É mais um episódio a cair como “chicote feudal” no lombo do trauteio direitista da suposta iniquidade e suposto arcaísmo da luta de classes. De facto, está mais que provado, a negação e oposição organizada, corporativa e orquestrada à luta de classes como motor das sociedades e caminho da emancipação e libertação da humanidade, não é nem nunca foi feita por considerandos económica, histórica, ideológica e filosoficamente sustentados; quem a nega não o faz por ciência; fá-lo por medo. E quando a necessidade da sua efectivação se afigura minimamente provável, ou plausível, aos olhos de quem explora, como manda a necessidade natural de auto-defesa, nada lhes resta senão cerrar dentes e afiar garras. E é assim que, de tempos a tempos, lá vemos os Saraivas desta vida soltar aqui e ali indisfarçados laivos de incontrolável raiva, face àqueles que pretendem dominados e explorados para todo o sempre.

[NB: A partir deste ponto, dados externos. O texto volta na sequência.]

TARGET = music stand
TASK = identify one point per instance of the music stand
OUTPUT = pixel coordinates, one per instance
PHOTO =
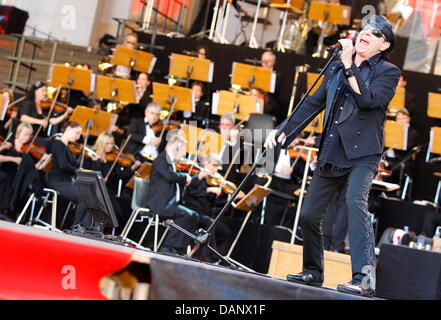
(248, 76)
(239, 104)
(328, 13)
(143, 172)
(248, 203)
(102, 121)
(95, 198)
(395, 135)
(163, 94)
(188, 67)
(110, 88)
(4, 102)
(72, 78)
(398, 101)
(212, 141)
(434, 105)
(134, 59)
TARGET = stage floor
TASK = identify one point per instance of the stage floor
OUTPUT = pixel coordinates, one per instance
(41, 264)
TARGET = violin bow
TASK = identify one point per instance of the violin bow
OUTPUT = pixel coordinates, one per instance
(47, 117)
(117, 158)
(168, 117)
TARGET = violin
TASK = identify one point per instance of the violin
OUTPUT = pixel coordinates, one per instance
(58, 106)
(35, 150)
(171, 126)
(11, 109)
(188, 166)
(302, 154)
(125, 159)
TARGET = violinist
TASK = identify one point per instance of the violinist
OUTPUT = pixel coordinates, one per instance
(201, 197)
(164, 195)
(10, 159)
(62, 174)
(131, 42)
(230, 148)
(144, 142)
(32, 110)
(101, 159)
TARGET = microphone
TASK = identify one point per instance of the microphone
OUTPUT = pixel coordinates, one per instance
(335, 47)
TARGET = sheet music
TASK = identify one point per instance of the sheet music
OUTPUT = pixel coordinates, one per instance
(210, 72)
(5, 102)
(152, 65)
(214, 102)
(273, 82)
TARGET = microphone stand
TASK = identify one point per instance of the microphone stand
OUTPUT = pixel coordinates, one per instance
(202, 237)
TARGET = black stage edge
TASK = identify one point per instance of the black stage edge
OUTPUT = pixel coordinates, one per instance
(419, 84)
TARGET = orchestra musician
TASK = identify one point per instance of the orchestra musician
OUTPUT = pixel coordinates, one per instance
(351, 149)
(62, 174)
(32, 111)
(201, 197)
(164, 195)
(144, 143)
(101, 159)
(130, 41)
(11, 154)
(268, 60)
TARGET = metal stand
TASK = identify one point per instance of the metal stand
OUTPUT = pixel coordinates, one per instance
(253, 41)
(203, 237)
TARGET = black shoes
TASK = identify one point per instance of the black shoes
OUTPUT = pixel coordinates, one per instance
(304, 278)
(356, 287)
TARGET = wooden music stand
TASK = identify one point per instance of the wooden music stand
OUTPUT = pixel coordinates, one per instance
(162, 94)
(4, 101)
(134, 59)
(434, 105)
(110, 88)
(330, 12)
(310, 78)
(248, 203)
(395, 135)
(143, 172)
(212, 141)
(248, 76)
(71, 77)
(398, 101)
(102, 121)
(188, 67)
(239, 104)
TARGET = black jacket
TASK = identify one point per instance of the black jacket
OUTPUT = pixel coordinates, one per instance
(361, 121)
(162, 188)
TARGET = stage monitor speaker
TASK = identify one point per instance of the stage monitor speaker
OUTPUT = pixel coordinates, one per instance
(12, 20)
(408, 274)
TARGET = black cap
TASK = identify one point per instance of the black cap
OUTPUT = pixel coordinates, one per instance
(382, 24)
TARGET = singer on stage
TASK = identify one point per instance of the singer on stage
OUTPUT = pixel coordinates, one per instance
(355, 93)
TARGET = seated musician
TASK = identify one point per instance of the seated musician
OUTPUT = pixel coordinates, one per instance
(268, 60)
(201, 197)
(144, 143)
(101, 160)
(201, 111)
(131, 42)
(286, 177)
(164, 194)
(62, 174)
(32, 111)
(11, 154)
(394, 157)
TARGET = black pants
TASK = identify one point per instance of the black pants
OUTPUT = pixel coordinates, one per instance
(186, 219)
(335, 222)
(70, 192)
(361, 235)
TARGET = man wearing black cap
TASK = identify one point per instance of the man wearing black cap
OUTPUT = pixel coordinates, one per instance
(355, 93)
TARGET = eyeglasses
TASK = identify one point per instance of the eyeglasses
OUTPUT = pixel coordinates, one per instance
(376, 32)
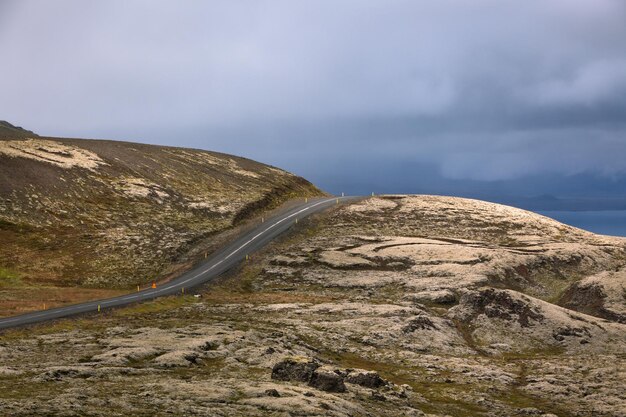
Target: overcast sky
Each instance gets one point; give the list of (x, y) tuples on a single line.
[(464, 96)]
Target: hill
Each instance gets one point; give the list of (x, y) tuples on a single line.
[(390, 306), (86, 218)]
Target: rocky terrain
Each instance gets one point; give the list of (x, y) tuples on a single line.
[(86, 219), (391, 306)]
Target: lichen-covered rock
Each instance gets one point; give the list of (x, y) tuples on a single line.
[(327, 379), (295, 368), (368, 379)]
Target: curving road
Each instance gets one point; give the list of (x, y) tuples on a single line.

Quem a nega [a luta de classes] não o faz por ciência; fá-lo por medo.
E que não haja equívocos. É mesmo de “garras”, “dentes” e “raiva” que estamos a falar, sem nenhum exagero. O tom oscila entre o prepotente e extremado, se bem que podemos estar desde já todos certos de que vindo de onde vem – do lado de quem ainda vai tendo o poder – nunca tal será catalogado depreciativamente de “radical” ou “fanático”, nunca com a mesma facilidade com que se cataloga de “radicalismo” e “fanatismo” qualquer posição vinda dos sindicatos, deste ou daquele partido de esquerda, ou dos próprios trabalhadores. A verdade é que o patrão dos patrões, António Saraiva, dando um ar daquilo para que está e ao que vem foi mais taxativo que nunca: “Não contem connosco para as 35 horas no privado. Não contem connosco para os 25 dias de férias. Não contem connosco para complicar ainda mais a competitividade das empresas porque não é esse o combate que temos de fazer.” Não é a posição que constitui novidade; a novidade aqui é a palavra “combate”. É a trincheira cavada, a pedra na mão, o chicote feudal dos novos tempos, a mão que quanto mais bate mais sente necessidade de bater.
Leia-se bem a notícia, o seu texto e contexto. Os patrões não dizem, “ameaçam”. Os patrões não sugerem, eles “avisam”. É assim que se escancara a diferença e a fronteira do “nós” e “eles”. É o reconhecimento que fura as barreiras do politicamente correcto. É a sinceridade a furar a complacência dos diálogos surdos e das concertações trafulhas e inócuas. É assim que uma das partes assume taxativamente que cá está para derrotar, derrubar, subjugar, “combater” a outra parte, o adversário, o inimigo. É a bélica afirmação que tudo põe às claras. É a guerra. É a luta. De classes, pois claro.